In the medium scenario, the improvements by SDT become much more pronounced, with gains of 23%, 65%, and 13% in vehicle number, speed, and queue, respectively. This significant enhancement is primarily due to the self-attention mechanism within the SDT’s transformer model, which captures complex dependencies and dynamic interactions among traffic flows, enabling SDT to adjust signal control more precisely than the DQN and FRAP method. As traffic fluctuations and complexity increase in medium scenarios, FRAP’s limited capacity to model temporal dependencies and interactions among multiple streams becomes more apparent, leading to inferior performance.
In the hard scenario, SDT’s advantages are even more evident, with improvements of 26%, 24%, and 34% in vehicle number, speed, and queue, respectively.
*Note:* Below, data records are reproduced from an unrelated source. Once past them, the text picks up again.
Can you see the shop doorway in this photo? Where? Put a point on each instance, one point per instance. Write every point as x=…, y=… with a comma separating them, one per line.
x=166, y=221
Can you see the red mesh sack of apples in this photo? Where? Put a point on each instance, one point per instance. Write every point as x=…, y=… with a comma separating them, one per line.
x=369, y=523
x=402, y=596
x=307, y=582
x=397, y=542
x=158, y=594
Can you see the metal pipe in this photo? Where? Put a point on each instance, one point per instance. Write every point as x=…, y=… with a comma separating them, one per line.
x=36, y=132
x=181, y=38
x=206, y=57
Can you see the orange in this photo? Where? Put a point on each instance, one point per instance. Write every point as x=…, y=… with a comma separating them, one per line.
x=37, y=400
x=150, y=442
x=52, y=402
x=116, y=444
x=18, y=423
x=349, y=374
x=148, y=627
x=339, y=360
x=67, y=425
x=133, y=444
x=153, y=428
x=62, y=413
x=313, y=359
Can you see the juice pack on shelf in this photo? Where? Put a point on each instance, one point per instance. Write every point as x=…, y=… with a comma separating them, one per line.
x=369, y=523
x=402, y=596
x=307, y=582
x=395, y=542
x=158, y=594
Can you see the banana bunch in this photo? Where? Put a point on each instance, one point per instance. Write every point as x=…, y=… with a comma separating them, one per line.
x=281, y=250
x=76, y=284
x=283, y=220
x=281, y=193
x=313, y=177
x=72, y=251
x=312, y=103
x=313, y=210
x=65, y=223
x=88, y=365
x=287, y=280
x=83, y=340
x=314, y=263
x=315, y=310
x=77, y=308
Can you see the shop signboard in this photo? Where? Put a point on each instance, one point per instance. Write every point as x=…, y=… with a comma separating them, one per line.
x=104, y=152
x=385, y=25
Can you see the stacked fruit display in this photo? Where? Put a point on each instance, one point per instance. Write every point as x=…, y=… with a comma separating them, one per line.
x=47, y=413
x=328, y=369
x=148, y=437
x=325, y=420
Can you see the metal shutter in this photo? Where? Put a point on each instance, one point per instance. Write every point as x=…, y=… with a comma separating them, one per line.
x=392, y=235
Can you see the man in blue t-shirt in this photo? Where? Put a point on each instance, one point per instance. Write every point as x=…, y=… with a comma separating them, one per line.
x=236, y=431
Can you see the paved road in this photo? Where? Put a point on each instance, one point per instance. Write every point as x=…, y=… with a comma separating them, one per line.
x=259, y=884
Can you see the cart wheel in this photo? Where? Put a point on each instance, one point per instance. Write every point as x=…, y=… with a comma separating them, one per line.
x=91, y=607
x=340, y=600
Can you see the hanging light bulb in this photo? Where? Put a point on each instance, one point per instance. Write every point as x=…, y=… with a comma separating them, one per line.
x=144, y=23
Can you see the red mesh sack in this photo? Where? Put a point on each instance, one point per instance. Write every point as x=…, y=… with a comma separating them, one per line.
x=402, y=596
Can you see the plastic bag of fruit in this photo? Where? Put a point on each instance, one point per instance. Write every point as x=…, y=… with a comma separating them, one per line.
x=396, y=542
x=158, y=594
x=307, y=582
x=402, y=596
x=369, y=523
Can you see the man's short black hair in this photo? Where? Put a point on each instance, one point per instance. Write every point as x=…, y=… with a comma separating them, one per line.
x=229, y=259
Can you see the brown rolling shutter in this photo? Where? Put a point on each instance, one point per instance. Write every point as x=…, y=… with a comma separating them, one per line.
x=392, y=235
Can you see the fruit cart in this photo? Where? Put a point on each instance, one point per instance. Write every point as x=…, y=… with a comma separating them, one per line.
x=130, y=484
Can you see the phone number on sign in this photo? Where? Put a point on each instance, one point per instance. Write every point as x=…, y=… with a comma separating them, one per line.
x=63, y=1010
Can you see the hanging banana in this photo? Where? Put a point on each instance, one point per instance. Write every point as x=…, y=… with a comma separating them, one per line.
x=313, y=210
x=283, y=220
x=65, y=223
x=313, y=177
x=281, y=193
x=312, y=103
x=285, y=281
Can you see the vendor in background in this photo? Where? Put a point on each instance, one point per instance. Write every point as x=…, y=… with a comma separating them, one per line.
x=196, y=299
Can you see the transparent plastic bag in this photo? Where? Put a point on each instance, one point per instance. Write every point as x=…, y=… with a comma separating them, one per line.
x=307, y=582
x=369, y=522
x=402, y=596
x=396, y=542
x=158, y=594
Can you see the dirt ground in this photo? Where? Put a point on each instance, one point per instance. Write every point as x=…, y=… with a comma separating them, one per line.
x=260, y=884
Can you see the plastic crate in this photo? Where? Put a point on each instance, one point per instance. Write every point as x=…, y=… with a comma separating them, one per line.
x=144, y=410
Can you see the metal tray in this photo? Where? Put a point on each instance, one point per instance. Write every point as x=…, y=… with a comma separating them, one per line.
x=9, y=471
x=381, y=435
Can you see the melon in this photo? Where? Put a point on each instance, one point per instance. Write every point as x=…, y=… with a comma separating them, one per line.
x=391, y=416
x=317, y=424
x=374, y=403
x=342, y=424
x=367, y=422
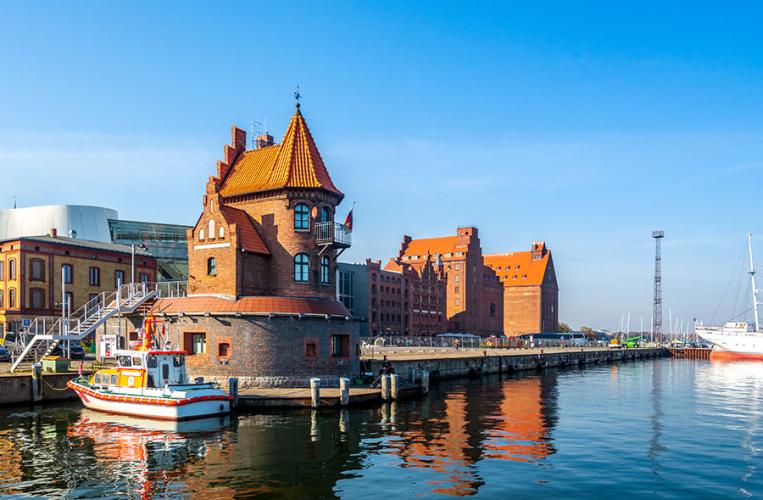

In such high-complexity scenarios, FRAP and the DQN struggle to cope with the high traffic volume and intricate interactions, resulting in significantly lower performances. In contrast, SDT not only leverages its encoder–decoder architecture to effectively process complex data but also benefits from the stable and continuous policy updates of the PPO algorithm, preventing large policy shifts and ensuring consistent performance improvements. SDT’s ability to dynamically adjust according to real-time traffic conditions greatly alleviates congestion and enhances throughput efficiency.
However, it is worth noting that the SDT algorithm relies heavily on computational resources and is sensitive to hyperparameter settings. While these factors contribute to its high performance, they also highlight areas for further optimization. Reducing computational demands and enhancing the algorithm’s robustness to hyperparameter variations could broaden SDT’s applicability.
Overall, as the scale of the intersection and traffic flow increases, the SDT algorithm, with its sophisticated architecture and advanced learning mechanisms, effectively addresses the limitations of traditional methods such as FRAP in terms of dynamic adaptability and handling complex traffic conditions, achieving more flexible and efficient traffic management.